В его голосе звучал страх.
— Черт подери, ты что там делаешь? — спросил второй мореец.
— Снимаю ярмо, — ответил коротышка. — Я не могу сбежать, оставив его здесь умирать. Господи Иисусе, я не настолько плох.
— Он — язычник, или еретик, или еще какая–то мерзость в этом роде. Брось его.
Мужчина спешно нагружал мула. В первых бледных утренних лучах едва можно было что–нибудь разглядеть. В кустах ворочалось что–то тяжелое.
— Я — христианин, — поспешно возразил Питер.
— Вот видишь! — обрадовался тот, что пониже.
Он неумело возился с цепями, ничего не выходило. Он что–то проворчал.
— Пойдем! — позвал его друг.
Мужчина снова натянул цепи, потом бухнул ярмо о скалу и неуклюже поднялся на ноги.
— Извини, нечем открыть, — выпалил он и побежал за приятелем в чащу леса, оставив Питера на земле.
Он лежал и ждал смерти. Но никто за ним не пришел, а человек не может бояться слишком долго. Питер поднялся на ноги, но споткнулся о пень от дерева, которое собственноручно срубил вчера, упал и ударился подбородком о рукоять топора.

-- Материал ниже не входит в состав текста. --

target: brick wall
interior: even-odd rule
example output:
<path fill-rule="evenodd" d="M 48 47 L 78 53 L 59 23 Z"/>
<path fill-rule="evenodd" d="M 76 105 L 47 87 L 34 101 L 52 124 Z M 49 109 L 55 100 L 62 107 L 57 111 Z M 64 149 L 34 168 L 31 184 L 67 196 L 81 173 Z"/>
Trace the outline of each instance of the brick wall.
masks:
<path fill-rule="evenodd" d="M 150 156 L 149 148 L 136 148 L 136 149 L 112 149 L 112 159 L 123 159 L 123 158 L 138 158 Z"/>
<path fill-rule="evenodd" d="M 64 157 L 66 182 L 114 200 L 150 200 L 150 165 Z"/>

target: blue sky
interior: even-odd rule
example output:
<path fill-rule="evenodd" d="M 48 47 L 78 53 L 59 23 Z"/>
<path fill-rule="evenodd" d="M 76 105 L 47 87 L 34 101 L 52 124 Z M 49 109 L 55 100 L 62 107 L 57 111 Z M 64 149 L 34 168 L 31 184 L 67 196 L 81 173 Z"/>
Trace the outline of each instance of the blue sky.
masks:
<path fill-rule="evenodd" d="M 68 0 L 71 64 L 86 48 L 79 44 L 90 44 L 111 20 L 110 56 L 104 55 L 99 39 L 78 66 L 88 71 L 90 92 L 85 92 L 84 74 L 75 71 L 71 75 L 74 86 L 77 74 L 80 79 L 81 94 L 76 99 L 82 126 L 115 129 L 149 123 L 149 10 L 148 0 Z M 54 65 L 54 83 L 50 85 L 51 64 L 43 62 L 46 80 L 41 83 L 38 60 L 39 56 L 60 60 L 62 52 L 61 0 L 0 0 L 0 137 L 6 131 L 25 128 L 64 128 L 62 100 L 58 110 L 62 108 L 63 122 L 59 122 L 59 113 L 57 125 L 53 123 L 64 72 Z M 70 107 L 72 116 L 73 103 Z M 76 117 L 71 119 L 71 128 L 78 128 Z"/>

Эти болваны забыли свой топор.
Он вытащил его из пня, обошел лагерь по ухабам и кочкам, почти ничего не видя в темноте, хотя «лагерь» — слишком гордое название для места, где трое мужчин развели костер и спали на голой земле. У костра он обнаружил глиняную кружку, все еще целую, трутницу с кусочком обугленной ткани и кресало.
Питер опустился на колени и прошептал молитву, счастливый, но все же полный горестных мыслей, поблагодарил Бога за все, положил кружку и трутницу в подол рубахи, завязал его на узел и направился к дороге, проходившей немного севернее. То была главная дорога из восточных морских портов в Альбинские равнины. Больше Питер ничего не знал.
На востоке была цивилизация и безопасность — и рабство.
На западе текла река Альбин и лежали земли Диких. Питер видел Диких, их ужасные клыки и когти. Но не они сделали из него раба. Поэтому, закинув на плечо топор, он отправился на запад.
ХАРНДОНСКИЙ ДВОРЕЦ — ДЕЗИДЕРАТА
Она прочитала записку с плохо скрываемым раздражением.
— Когда он тебе дал это? — спросила королева перепуганного мальчишку.
— Вчера, ваш–милость, — пробормотал он, — который… Ну… Повар послал меня в Чипсайд, моя мать заболела…
Она взглянула на него, вне себя от ярости — Дезидерата любила старого бесполезного мага не меньше, чем своих великолепных восточных верховых лошадей, а его последняя демонстрация настоящей силы чрезвычайно заинтересовала ее.
— И он взял лошадь — отличную лошадь, ваш–милость. У него были кожаные сумки и посох.
Желание парня угодить ей было почти осязаемым, и она смилостивилась. Королева повернулась к леди Альмспенд и показала жестом на ее пояс.
— Дай мальчику леопард за его горести и отправь Мастифа в покои мага в башне. Я желаю получить подробный отчет. — Она состроила гримасу. — Сэр Ричард?